The most significant political event of the season is House Speaker John Boehner’s ouster by right-wingers who think he’s too moderate. Some 75% of likely Republican primary voters are dissatisfied with their congressional leaders. In valedictory interviews, Boehner warned Republicans to “beware of false prophets,” but there is little sign Republicans will heed the warning.

This likely means the next Speaker of the House, to placate the “no compromise” right, will engage in more government shutdowns over the budget, the deficit, and things like the Iran deal, Cuba deal, Obamacare, immigration, Planned Parenthood funding…The anti-government right wants confrontation at all costs.
At best we will get temporary band-aids rather than long-term solutions to problems. The hard right would prefer to hurt the US economy, lose millions of jobs, and drive the nation into another recession than compromise on their “core beliefs.”
This means the next Speaker of the House will not have the leverage to accept a “grand bargain” between Congress and President Obama on long-term budget and tax decisions and entitlement reform of Social Security, Medicare and Medicaid because hard right zealots do not trust their leadership to engage in the “art of the possible” without selling out.
The radical right must either be:
— placated by the Republican nominee, which will make the nominee too conservative for the general election on the deficit, the budget, immigration and health care, foreign policy;  or
— rejected by the Republican establishment and nominee, in which case hard-right Republicans will probably mount a third-party challenge, guaranteeing a Republican loss in the 2016 general election.
You might think this is suicidal, and it is.
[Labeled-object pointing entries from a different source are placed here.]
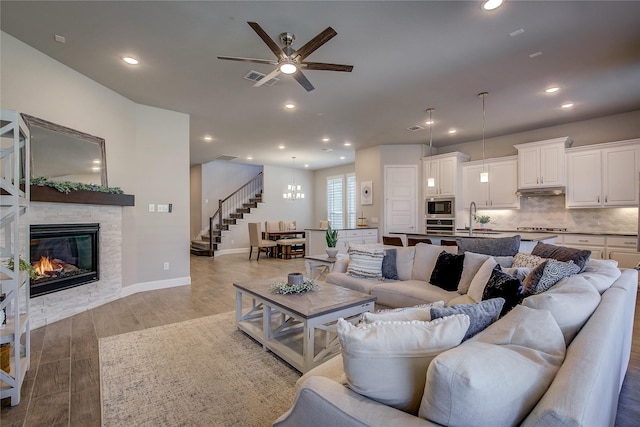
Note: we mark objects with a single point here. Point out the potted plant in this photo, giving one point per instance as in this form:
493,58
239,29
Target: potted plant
483,220
332,239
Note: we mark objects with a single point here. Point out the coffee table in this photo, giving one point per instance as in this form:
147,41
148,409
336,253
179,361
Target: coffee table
292,326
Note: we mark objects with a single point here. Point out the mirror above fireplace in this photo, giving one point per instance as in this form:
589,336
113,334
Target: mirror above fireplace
64,154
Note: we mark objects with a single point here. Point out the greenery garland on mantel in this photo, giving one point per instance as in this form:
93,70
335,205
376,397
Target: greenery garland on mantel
67,187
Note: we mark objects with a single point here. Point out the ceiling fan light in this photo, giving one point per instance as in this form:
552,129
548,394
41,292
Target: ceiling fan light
288,68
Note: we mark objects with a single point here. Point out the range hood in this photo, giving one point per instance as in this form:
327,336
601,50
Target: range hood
545,191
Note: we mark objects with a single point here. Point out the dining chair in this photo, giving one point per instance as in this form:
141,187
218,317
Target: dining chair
256,240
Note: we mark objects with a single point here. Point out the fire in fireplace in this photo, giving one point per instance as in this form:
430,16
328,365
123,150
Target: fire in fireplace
63,256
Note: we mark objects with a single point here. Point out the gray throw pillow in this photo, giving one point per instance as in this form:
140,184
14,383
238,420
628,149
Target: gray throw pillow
481,314
501,246
389,268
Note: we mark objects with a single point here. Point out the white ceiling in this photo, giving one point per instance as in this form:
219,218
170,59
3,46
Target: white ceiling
407,57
But the special interest groups that control this faction of the Republican Party actually benefit from losing, from refusing to compromise, from being out of power. They can raise more money for their advocacy. They feed on victimhood and unresolved conflict, not compromise.
Jeb Bush they perceive as too liberal — his brother violated free market fundamentalism by bailing out the big banks and engaging in massive deficit spending.
Ohio Governor John Kasich they perceive as weak — he sold out by embracing Obamacare and Medicaid funding for the poor.
GOP’s Kamikaze Caucus Takes Out John Boehner http://thebea.st/1NRxnOL  via @thedailybeast
The American media tendency to focus on personalities, as if we just get the best personalities in the White House, the Cabinet and Congress, and all will be right with the world, is truly flawed logic. Ideas and ideology matter far more than personalities.
Even the best, or least worst, or most sensible Republican nominee, will have to answer to the far-right caucus who will threaten to bolt or sit at home, not vote, if the nominee doesn’t suit them. The nominee will be forced to:
  • sign a pledge promising a balanced budget, and reducing the federal debt, even though, with a growing economy, the debt is shrinking dramatically as percentage of GDP.
  • deny climate change and man-made global warming,
  • declare gay marriage immoral, and support the “right” of Christian office-holders to deny gays the right to marry
  • declare all Muslims unfit to serve in elective office,
  • spout nativist hostility to immigrants,
  • promise to build a (nonsensical) wall on the US Southern border.
They, and too many others, don’t realize American politics is a team sport. Compromise is essential for government.
The Republican team looks almost hopelessly fractured at this point. The only thing the hard right will understand is LOSING another election before they agree to abandon unpopular ideas. They are under the illusion that a few Tea Party victories in 2010, 2012, and 2014, represent the will of the majority.
Perhaps they need to launch a third party and see how well it does to come to grips with political reality. I know a number of hard-right conservatives who have already gone over to the Constitution Party.
Republicans in 2016 remind me of Democrats in 1972 or 1988…deeply divided, causing the other side to win by almost default. Remember that Nixon in 1972 had high negatives, and Bush in 1988 had high negatives, but Democrats could not take advantage of that.
Maybe Rubio, Kasich or Bush can thread this needle, but I seriously doubt it.